Reconciliations of these non-GAAP financial measures to the most directly comparable financial measures calculated and presented in accordance with GAAP are included in the tables attached to the Release.

The information in this report (including Exhibit 99.1) is being furnished pursuant to Item 2.02 of Form 8-K and shall not be deemed to be “filed” for purposes of Section 18 of the Securities Exchange Act of 1934, as amended (the “Exchange Act”), or otherwise subject to the liabilities of that section, nor shall it be deemed to be incorporated by reference in any filing under the Securities Act of 1933, as amended, or the Exchange Act, except as shall be expressly set forth by specific reference in such a filing.

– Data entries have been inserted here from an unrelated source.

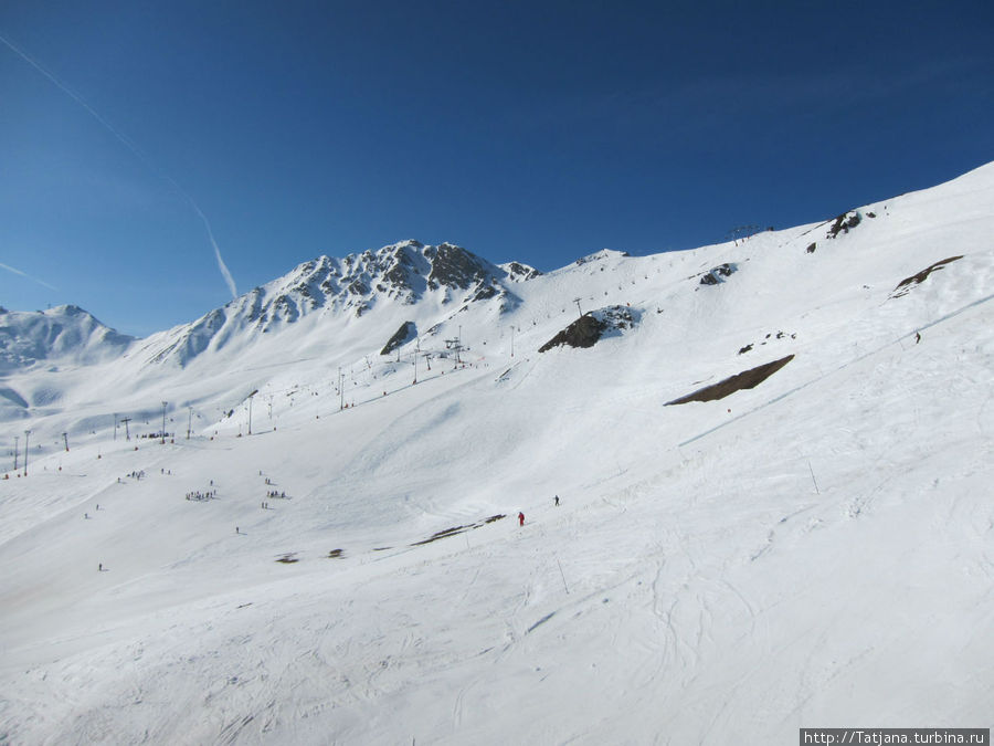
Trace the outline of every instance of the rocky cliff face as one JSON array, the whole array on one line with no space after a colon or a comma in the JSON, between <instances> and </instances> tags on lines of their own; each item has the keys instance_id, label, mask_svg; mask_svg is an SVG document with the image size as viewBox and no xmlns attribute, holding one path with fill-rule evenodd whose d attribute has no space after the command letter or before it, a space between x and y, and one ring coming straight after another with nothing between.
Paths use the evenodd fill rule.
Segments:
<instances>
[{"instance_id":1,"label":"rocky cliff face","mask_svg":"<svg viewBox=\"0 0 994 746\"><path fill-rule=\"evenodd\" d=\"M510 284L539 274L517 262L510 266L496 266L455 244L420 241L343 259L319 256L192 324L157 335L142 351L150 363L183 366L234 335L275 333L316 312L361 317L378 306L414 305L429 297L464 307L497 302L504 309L517 303Z\"/></svg>"}]
</instances>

Section 9 — Financial Statements and Exhibits

Item 9.01 Financial Statements and Exhibits

 

(d) Exhibits.

 

Exhibit 99.1    Press Release of Kid Brands, Inc., dated May 11, 2012, announcing, among other things, financial results for the quarter ended March 31, 2012.

SIGNATURES

Pursuant to the requirements of the Securities Exchange Act of 1934, the registrant has duly caused this report to be signed on its behalf by the undersigned hereunto duly authorized.

 

Date: May 11, 2012     KID BRANDS, INC.
    By:  

/s/ Marc S. Goldfarb

      Marc S. Goldfarb
      Senior Vice President and
      General Counsel


EXHIBIT INDEX

 

Exhibit

Number

   Description
99.1    Press Release of Kid Brands, Inc., dated May 11, 2012, announcing, among other things, financial results for the quarter ended March 31, 2012.